We haven’t won the last two or three years because we had a better engine and that’s all we had, or we had a better car than anybody had, or we had a better driver. We won because we had all of it working together. We had a crew that was just about flawless in making the car happy on each track we went to. That’s what winning is all about.

*Question:* Is that what you have to do to win a championship?

*Greg Anderson:* Absolutely. You have to do it week in and week out. You used to be able to have 10 good races and the rest be mediocre and you could still come out on top. It’s not like that anymore. 

Anybody can do it if they can put the right pieces together, the right people together and work in harmony. Of course, it’s a must that you have good quality engines and good quality cars. You have to have it all. As I said before: It takes the best of everything. It takes a team that works better than anybody else, one that makes the best calls. 

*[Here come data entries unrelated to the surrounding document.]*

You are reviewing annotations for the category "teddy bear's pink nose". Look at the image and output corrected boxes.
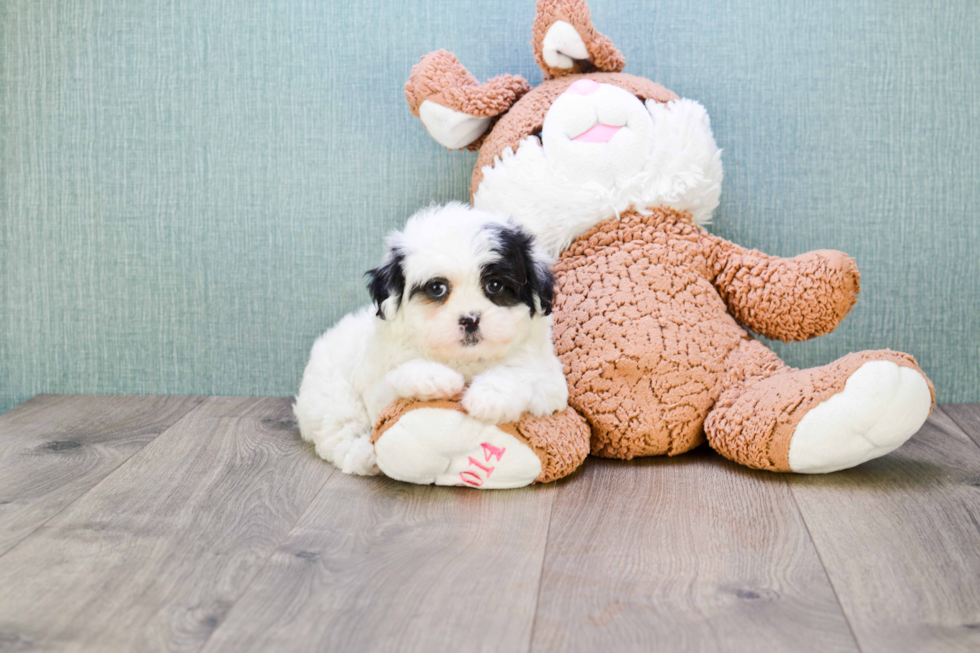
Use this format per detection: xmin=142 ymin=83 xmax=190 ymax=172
xmin=568 ymin=79 xmax=599 ymax=95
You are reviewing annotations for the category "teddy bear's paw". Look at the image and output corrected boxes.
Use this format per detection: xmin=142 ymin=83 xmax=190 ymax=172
xmin=324 ymin=430 xmax=381 ymax=476
xmin=789 ymin=361 xmax=932 ymax=474
xmin=374 ymin=408 xmax=541 ymax=490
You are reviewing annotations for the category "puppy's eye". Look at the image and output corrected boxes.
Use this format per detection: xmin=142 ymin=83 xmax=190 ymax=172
xmin=483 ymin=279 xmax=504 ymax=295
xmin=425 ymin=281 xmax=449 ymax=299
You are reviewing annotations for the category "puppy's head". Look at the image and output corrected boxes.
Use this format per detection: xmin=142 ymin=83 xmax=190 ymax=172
xmin=367 ymin=203 xmax=554 ymax=361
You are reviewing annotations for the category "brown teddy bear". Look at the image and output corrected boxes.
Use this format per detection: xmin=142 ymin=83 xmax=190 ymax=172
xmin=372 ymin=0 xmax=934 ymax=488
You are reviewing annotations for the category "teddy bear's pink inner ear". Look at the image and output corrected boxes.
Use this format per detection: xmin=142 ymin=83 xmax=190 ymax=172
xmin=405 ymin=50 xmax=531 ymax=149
xmin=531 ymin=0 xmax=626 ymax=78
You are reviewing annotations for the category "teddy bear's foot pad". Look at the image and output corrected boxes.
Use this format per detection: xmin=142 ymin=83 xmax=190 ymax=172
xmin=789 ymin=360 xmax=932 ymax=474
xmin=375 ymin=408 xmax=541 ymax=490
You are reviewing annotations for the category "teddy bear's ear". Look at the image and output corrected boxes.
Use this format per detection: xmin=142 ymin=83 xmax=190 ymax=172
xmin=531 ymin=0 xmax=626 ymax=79
xmin=405 ymin=50 xmax=531 ymax=150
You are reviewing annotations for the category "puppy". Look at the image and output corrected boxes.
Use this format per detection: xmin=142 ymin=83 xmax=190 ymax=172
xmin=294 ymin=203 xmax=568 ymax=475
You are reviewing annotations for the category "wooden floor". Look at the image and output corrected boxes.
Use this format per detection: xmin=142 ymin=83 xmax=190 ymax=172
xmin=0 ymin=395 xmax=980 ymax=653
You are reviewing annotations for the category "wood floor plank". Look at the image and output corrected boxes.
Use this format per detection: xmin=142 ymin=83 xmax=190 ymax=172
xmin=790 ymin=408 xmax=980 ymax=653
xmin=0 ymin=395 xmax=204 ymax=555
xmin=204 ymin=473 xmax=554 ymax=653
xmin=531 ymin=448 xmax=857 ymax=652
xmin=0 ymin=397 xmax=333 ymax=651
xmin=943 ymin=404 xmax=980 ymax=446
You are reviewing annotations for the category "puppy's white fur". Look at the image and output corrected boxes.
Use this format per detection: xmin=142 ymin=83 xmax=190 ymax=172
xmin=294 ymin=203 xmax=568 ymax=474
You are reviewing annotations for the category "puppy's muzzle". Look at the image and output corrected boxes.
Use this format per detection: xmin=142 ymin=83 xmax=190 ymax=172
xmin=459 ymin=313 xmax=480 ymax=335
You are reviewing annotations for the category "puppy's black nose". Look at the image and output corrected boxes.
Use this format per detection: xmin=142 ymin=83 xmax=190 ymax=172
xmin=459 ymin=313 xmax=480 ymax=333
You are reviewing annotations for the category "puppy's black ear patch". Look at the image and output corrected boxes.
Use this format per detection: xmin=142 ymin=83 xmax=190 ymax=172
xmin=364 ymin=247 xmax=405 ymax=320
xmin=482 ymin=224 xmax=555 ymax=316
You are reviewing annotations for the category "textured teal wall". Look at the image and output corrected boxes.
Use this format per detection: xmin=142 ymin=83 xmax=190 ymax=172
xmin=0 ymin=0 xmax=980 ymax=410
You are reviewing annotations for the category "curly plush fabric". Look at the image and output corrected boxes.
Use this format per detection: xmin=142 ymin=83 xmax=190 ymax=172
xmin=405 ymin=50 xmax=531 ymax=118
xmin=371 ymin=397 xmax=589 ymax=483
xmin=554 ymin=207 xmax=880 ymax=460
xmin=531 ymin=0 xmax=626 ymax=79
xmin=705 ymin=340 xmax=936 ymax=472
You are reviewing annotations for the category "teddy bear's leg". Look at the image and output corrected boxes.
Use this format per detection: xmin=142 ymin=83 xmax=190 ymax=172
xmin=372 ymin=399 xmax=589 ymax=489
xmin=705 ymin=340 xmax=933 ymax=474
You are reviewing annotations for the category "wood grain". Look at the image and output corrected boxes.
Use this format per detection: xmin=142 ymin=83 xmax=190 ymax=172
xmin=204 ymin=473 xmax=554 ymax=653
xmin=789 ymin=408 xmax=980 ymax=653
xmin=943 ymin=404 xmax=980 ymax=446
xmin=531 ymin=449 xmax=857 ymax=652
xmin=0 ymin=398 xmax=332 ymax=651
xmin=0 ymin=395 xmax=204 ymax=555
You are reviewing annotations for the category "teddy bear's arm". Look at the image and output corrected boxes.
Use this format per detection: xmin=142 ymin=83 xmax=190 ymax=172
xmin=701 ymin=231 xmax=860 ymax=342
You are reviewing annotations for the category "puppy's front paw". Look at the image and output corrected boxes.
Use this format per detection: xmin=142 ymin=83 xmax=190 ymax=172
xmin=401 ymin=363 xmax=466 ymax=401
xmin=463 ymin=383 xmax=524 ymax=424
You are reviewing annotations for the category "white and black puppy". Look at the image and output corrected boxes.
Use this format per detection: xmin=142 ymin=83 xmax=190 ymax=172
xmin=294 ymin=203 xmax=568 ymax=474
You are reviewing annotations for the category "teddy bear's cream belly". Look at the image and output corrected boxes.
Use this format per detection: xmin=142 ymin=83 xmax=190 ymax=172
xmin=554 ymin=229 xmax=747 ymax=459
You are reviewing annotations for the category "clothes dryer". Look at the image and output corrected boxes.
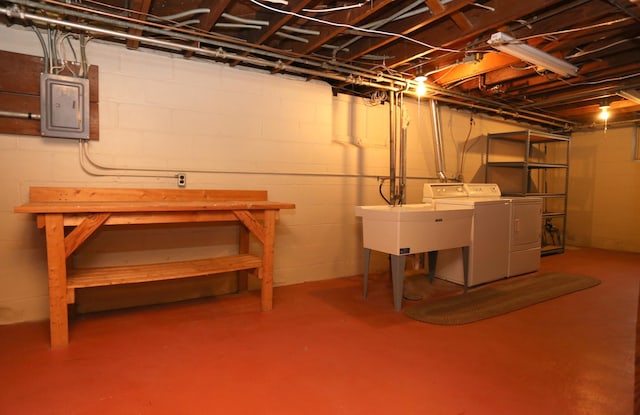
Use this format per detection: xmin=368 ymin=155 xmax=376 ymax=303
xmin=423 ymin=183 xmax=511 ymax=287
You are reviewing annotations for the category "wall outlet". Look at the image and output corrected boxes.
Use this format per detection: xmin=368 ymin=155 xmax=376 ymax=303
xmin=178 ymin=173 xmax=187 ymax=187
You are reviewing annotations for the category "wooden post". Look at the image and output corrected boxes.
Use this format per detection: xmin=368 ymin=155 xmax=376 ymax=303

Five years ago, all you worried about was having a good motor and then you could run well in Pro Stock. Well, it passed by that. It takes a real good driver now and it takes a real, real super tuned car, but more importunately, you must be able to adapt to each race track.

That’s been one of the secrets of our success. We’ve been able to master most all the tracks. We’ve won at every track except Chicago (Joliet) and, of course, Richmond, which we’ll run for the first time in 2006.

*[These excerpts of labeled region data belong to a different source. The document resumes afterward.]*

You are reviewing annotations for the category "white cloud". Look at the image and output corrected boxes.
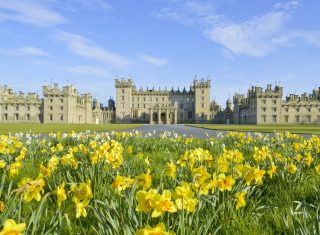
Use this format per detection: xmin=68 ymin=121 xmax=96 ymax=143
xmin=0 ymin=0 xmax=67 ymax=26
xmin=65 ymin=65 xmax=110 ymax=77
xmin=140 ymin=55 xmax=168 ymax=66
xmin=160 ymin=0 xmax=320 ymax=57
xmin=54 ymin=31 xmax=131 ymax=67
xmin=17 ymin=46 xmax=49 ymax=56
xmin=0 ymin=46 xmax=49 ymax=57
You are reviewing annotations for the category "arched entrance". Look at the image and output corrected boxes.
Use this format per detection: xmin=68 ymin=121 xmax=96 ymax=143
xmin=152 ymin=112 xmax=158 ymax=123
xmin=160 ymin=113 xmax=167 ymax=124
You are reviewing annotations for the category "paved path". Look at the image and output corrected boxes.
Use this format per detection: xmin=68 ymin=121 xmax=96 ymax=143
xmin=124 ymin=125 xmax=221 ymax=138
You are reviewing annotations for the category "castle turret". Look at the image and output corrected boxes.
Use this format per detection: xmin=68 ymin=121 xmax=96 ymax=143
xmin=115 ymin=79 xmax=134 ymax=123
xmin=193 ymin=78 xmax=211 ymax=123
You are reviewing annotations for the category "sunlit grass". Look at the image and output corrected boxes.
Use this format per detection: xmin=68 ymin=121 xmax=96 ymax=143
xmin=0 ymin=123 xmax=140 ymax=134
xmin=192 ymin=124 xmax=320 ymax=135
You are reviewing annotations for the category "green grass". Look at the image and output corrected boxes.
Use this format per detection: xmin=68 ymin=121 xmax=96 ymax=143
xmin=0 ymin=123 xmax=140 ymax=134
xmin=192 ymin=124 xmax=320 ymax=135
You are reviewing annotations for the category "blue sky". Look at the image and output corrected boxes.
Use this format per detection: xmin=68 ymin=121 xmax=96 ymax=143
xmin=0 ymin=0 xmax=320 ymax=106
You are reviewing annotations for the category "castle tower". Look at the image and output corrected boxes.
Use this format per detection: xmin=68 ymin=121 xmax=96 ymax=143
xmin=115 ymin=79 xmax=134 ymax=123
xmin=193 ymin=78 xmax=211 ymax=123
xmin=0 ymin=84 xmax=3 ymax=122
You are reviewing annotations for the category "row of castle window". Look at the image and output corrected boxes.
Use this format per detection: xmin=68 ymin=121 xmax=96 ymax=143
xmin=49 ymin=99 xmax=63 ymax=103
xmin=49 ymin=106 xmax=63 ymax=111
xmin=3 ymin=113 xmax=40 ymax=121
xmin=3 ymin=105 xmax=40 ymax=111
xmin=49 ymin=114 xmax=63 ymax=121
xmin=261 ymin=115 xmax=320 ymax=123
xmin=125 ymin=96 xmax=198 ymax=102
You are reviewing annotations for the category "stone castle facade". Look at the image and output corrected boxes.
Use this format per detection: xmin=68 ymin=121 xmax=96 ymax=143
xmin=0 ymin=84 xmax=115 ymax=124
xmin=116 ymin=79 xmax=211 ymax=124
xmin=0 ymin=79 xmax=320 ymax=124
xmin=233 ymin=85 xmax=320 ymax=124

*Question:* Can you put all those things together and repeat in 2006?

*Greg Anderson:* We can. Will we? That’s a different story. That’s up to us to decide. If we can continue on the path we’re on with the team working together in harmony then we give ourselves the opportunity to repeat. We must continue to gain horsepower, make our cars better and both Jason and I become better drivers, to repeat. If we slip in any of those areas, than we won’t win. It’s that simple.

Repeating is our plan. That’s what we’re out here to do. We know it’s going to take a better effort than last year or the year before because the competition is going to be better.

*Question:* Where is the competition coming from this year?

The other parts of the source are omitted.